Zero-shot Image Classification with Logic Adapter and Rule Prompt

Published: 23 Jan 2024, Last Modified: 23 May 2024TheWebConf24EveryoneRevisionsBibTeX
Keywords: Zero-shot Learning, Image Classification, Logic Adapter, Rule Prompt, Markov Logic Network
Abstract: Zero-shot image classification, which aims to predict unseen classes whose samples have never appeared during the training phase, is crucial in the Web domain because many new web images appear on various websites. Attributes, as annotations for class-level characteristics, are widely used semantic information for zero-shot image classification.

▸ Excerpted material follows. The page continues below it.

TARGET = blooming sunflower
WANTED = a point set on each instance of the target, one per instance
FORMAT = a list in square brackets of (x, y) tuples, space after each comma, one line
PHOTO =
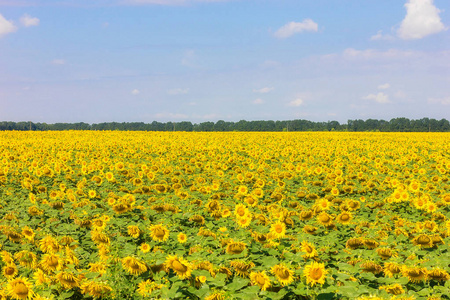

However, most current methods often fail to capture discriminative image features between similar images from different classes, leading to unsatisfactory zero-shot image classification results. This is because they solely focus on limited semantic alignments between visual and attribute features. Therefore, we propose a Zero-Shot image Classification with Logic adapter and Rule prompt method called ZSCLR, which utilizes logic adapter and rule prompts to encourage the model to capture discriminative image features and achieve reasoning. Specifically, ZSCLR consists of a visual perception module and a logic adapter. The visual perception module extracts basic image features from training data. At the same time, the logic adapter utilizes the Markov logic network to encode the extracted basic image features and rule prompts for refining the discriminative image features. Due to predicates of rule prompts representing symbolic discriminative features, the proposed model can focus more on these discriminative features and achieve more precise image classification. Additionally, the logic adapter enables the model to adapt from recognizing images in seen classes to those in unseen classes through the reasoning of the Markov logic networks. We implement experiments on two standard zero-shot image classification benchmarks, and ZSCLR achieves competitive performance. Furthermore, ZSCLR can provide explanations for its predictions through rule prompts.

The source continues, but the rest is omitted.